Cała reszta „eventów” zgoda, ale pretensje zgłaszasz chyba w złym miejscu.
„korpo język” – takie luźne skojarzenie: wystarczy przestawić dwie literki i już zalatuje greką – „kopro język” :)
Da się to jakoś zautomatyzować? Za pomocą instant papera albo coś żeby nie trzeba było śledzić nowych wydawnictw i zgrywać ręcznie?
Na razie tylko rzuciłam okiem, po pracy przeczytam z uwagą, ale już muszę napisać, że to bardzo dobry pomysł. Będę kibicować! A kiedy dokładniej poczytam, podzielę się uwagami.
Dziękujemy! :) Wszelkie uwagi i pomysły na kolejne numery – mile widziane! :)
Woblinku,
A ja bym Wam wolała zapłacić parę złotych i dostać porządny magazyn a nie gazetkę reklamową. Choć każda inicjatywa się liczy :)
Ok, dzięki za opinię! :) Przyjmijmy, że to dobry początek :)
Proponuję zmianę nazwy bloga na „Świat ebooków”. Gdzie info o PB 626(2)?
Raczej należałoby przywrócić poprzednią nazwę. W końcu informacje o nowych kindlach zawsze są na czas ;-)
Robert niejednokrotnie pisał w jaki sposób (i na jakich zasadach) pisze ten blog. Tak że jeżeli macie pytania, zawsze można napisać na priv…
Nie jest to też „Świat newsów o każdym modelu czytnika”.
Świetna sprawa! Już czekam na Szczygła i kupuję Pół króla :)
Dwa wywiady (w tym jeden bardzo krótki), Pratchett, info o ekranizacji Dzikiej Drogi, rabaty i kalendarz (WTK, Pyrkon). To by było na tyle. Cała reszta to niestety reklamowy bełkot. Skoro jest za darmo to nie ma co narzekać, ale jeśli mam być szczery to spodziewałem się czegoś więcej.
Tak w ogóle to brawa za podjęcie tematu. Mam nadzieję, że nastąpi ewolucja magazynu w odpowiednim kierunku :P
Proszę o info: Calibre od kilku dni nie wysyła mi książek na PW2 (do tej pory było ok).

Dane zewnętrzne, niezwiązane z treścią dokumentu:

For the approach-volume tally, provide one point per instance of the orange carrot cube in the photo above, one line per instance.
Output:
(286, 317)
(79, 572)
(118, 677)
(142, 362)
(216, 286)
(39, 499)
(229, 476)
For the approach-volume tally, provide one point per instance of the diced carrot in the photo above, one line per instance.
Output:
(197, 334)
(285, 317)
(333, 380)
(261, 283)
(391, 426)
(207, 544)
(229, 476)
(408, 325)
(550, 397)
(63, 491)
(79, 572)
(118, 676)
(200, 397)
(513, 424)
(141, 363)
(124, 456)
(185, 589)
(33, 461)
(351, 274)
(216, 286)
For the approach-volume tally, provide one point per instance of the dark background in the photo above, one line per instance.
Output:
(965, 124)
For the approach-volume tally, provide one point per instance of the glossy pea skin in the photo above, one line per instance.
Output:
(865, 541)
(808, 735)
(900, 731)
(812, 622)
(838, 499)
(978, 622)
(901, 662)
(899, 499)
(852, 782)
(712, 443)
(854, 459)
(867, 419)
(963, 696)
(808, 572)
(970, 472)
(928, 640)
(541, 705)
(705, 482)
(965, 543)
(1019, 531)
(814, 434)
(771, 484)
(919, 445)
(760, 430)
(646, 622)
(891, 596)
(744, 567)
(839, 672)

Czy też macie ten problem?
Ja również mam problem z Calibre. Wysyłam teraz przez Gmaila.
Magazyn zapowiada się ciekawie. Czy ktoś orientuje się może jak sprawić, żeby po wrzuceniu na PW2 czasopisma jak to znajdowały się na liście „periodicals” zamiast w katalogu głównym?

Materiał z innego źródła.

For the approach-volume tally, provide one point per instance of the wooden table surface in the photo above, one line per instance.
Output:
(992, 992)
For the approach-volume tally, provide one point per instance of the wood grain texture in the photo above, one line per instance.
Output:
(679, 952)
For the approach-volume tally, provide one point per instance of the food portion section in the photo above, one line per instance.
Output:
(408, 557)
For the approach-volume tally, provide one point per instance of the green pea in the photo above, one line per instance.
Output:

Zamiast czytać o książkach wolę czytać książki! :-)
Jak gazetka z Tesco (tylko mniej obrazków i więcej liter). Nie narzekam, lubię przeglądać gazetki z Tesco (tylko ta nazwa magazyn literacki mnie zmyliła). Ogólnie mówiąc, wciąga (jak gazetka z Tesco).
jaki jest kod do woblinka na 40% off?
Dzieki za tak ogromny odzew. Jesteście wIeLcY.